What good is a dull pencil anyway? It’s like a dull mind. Half there, and half not. But I really must have a sharp point. And I can’t do the sharpening the old fashioned way, whittling away at it with a pocketknife. I’d probably cut my thumb open. Then what? No writing at all? Those $1.99 plastic grammar school mini-sharpeners from Walgreen’s that can’t even hone a broken crayon won’t work either. No, I need a precision point, one crafted by the fancy electric pencil sharpener at the office. I even like the aroma of wood being chewed away as the lead point is perfectly polished down to a pin prick. Sometimes I just admire it for a moment, my freshly sharpened pencil, now ready for action on the page. Ironically, the point usually breaks off with its first impression onto paper.
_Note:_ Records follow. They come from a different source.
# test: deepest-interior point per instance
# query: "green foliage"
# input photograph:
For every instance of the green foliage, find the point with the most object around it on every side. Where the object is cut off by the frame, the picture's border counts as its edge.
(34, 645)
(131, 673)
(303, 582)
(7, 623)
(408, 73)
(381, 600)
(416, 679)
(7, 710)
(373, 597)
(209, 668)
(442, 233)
It doesn’t bother me at all to underline phrases and sentences in a book, even in my Bible. Some witty or creative expression that may need my attention quickly at a later date. Recently, I have identified poems I especially favor in a collection of Good Poems, American Places, selected by A Prairie Home Companion’s Garrison Keillor, with a crude “x” next to the title. I must confess, however, that most of the marks have been rendered with –– yes, a rather dull pencil. It was the only one I could find, hiding all alone there among the rubber bands and paper clips and ballpoint pens that must’ve multiplied over time in the darkness of that kitchen junk drawer. Lesson learned. Apparently sometimes it’s okay to work with a dull pencil, or even a dull mind. Just get the job done.